イルティミナさん、キルトさん、ソルティスも吹き飛ばされていない。
それどころか、髪の毛1本、揺れなかった。
どういうこと?
混乱に拍車がかかる。
イルティミナさんが何かに気づいた顔をした。
手を伸ばし、すぐ近くにいる1人の『神の子』に触れようとする。
けれど、
スッ
その白い手は、『神の子』の服と肉体を貫通し、すり抜けてしまった。
(え……?)
僕とソルティスは、目を丸くする。
「これは……幻影か?」
キルトさんが呟いた。
(幻影?)
僕は、唖然と彼女を見つめた。
その時、
『――その通りだ、勇ましき人の子よ』
力強く、神々しい声が世界に響いた。
◇◇◇◇◇◇◇
荒野の空中に、光の粒子が生まれた。
それは集束し、やがて、3メードほどの巨人へと姿を変える。
上半身は、美しい人の女性。
下半身は、神々しくも気高き獣の四肢。
半人半獣の美しい姿。
あぁ……っ。
「ヤーコウル様っ!」
僕は、喉が破れんばかりに叫んでいた。
美しき狩猟の女神様は、己が眷属である僕のことを見やって、穏やかに微笑んだ。
そして、頷く。
イルティミナさんたちは、呆然としていた。
「女神ヤーコウル……」
「これが……」
姉妹は呟く。
キルトさんは黄金の瞳を見開き、それから、ゆっくりと細めた。
そして、
「……女神よ。

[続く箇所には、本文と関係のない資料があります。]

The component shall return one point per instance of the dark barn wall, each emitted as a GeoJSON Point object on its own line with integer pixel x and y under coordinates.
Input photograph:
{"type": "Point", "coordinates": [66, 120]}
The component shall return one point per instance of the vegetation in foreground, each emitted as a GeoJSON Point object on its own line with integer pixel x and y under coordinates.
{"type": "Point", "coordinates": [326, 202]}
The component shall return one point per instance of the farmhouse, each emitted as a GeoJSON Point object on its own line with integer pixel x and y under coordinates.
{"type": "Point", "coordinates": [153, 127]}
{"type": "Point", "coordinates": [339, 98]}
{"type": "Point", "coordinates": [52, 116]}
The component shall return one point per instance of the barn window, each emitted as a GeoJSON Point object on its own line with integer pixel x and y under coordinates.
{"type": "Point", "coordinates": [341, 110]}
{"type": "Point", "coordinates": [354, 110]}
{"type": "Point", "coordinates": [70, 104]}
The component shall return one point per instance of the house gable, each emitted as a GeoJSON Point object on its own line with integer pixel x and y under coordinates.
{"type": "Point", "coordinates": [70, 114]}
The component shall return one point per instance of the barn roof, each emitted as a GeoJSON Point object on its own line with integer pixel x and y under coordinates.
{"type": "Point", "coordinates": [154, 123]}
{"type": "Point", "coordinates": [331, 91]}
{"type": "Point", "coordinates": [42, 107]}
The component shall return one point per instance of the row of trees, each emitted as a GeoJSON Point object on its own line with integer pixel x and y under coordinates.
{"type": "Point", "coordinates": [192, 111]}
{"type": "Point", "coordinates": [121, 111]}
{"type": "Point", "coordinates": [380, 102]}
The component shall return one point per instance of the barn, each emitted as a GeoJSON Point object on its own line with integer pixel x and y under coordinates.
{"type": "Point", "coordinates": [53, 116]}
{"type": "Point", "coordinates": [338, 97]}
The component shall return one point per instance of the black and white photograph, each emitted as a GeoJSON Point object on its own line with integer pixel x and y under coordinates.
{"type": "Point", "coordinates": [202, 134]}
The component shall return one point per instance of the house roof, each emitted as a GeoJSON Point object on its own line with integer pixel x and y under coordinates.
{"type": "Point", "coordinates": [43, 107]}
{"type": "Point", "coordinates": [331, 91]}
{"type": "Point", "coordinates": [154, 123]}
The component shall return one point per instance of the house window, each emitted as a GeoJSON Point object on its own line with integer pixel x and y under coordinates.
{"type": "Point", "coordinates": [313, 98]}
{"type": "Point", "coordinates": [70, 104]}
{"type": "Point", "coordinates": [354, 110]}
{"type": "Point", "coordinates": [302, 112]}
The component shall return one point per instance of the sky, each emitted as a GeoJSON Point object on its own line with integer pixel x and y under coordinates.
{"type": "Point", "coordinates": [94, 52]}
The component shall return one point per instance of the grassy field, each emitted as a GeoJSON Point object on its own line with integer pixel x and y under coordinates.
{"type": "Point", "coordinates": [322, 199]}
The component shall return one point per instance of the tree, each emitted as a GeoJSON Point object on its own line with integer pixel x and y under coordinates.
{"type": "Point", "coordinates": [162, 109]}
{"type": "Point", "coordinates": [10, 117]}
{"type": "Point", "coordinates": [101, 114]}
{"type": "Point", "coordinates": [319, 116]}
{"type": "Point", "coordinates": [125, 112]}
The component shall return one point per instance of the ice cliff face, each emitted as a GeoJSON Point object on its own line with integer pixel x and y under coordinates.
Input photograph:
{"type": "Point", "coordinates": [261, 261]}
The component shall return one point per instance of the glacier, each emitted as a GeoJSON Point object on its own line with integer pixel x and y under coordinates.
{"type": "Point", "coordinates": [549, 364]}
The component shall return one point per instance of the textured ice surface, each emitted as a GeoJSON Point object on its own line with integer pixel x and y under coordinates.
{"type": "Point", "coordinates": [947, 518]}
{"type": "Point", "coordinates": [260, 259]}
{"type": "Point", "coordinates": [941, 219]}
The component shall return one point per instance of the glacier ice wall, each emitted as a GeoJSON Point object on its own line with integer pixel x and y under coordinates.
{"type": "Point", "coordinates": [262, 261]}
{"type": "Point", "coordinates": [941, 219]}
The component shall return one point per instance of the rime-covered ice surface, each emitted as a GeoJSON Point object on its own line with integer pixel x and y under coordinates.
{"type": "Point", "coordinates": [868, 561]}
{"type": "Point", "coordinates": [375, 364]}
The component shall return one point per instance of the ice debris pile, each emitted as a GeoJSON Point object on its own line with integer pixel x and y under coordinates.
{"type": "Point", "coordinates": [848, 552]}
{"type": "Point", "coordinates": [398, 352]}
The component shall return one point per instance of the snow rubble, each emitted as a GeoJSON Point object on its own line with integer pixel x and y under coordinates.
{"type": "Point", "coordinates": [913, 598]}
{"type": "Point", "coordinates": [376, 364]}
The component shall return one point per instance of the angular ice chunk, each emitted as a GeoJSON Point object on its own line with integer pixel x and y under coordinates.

その御姿も、幻影……ですか?」
と言った。
ヤーコウル様は、感心したようにキルトさんを見る。
『――その通りだ、勇ましき人の子よ。この姿も、遠き神界より届ける夢幻の一部にすぎぬ』
夢幻……。
僕は、ヤーコウル様へと手を伸ばした。
美しい毛並みに触れる……が、この小さな指は、それをすり抜けてしまった。
…………。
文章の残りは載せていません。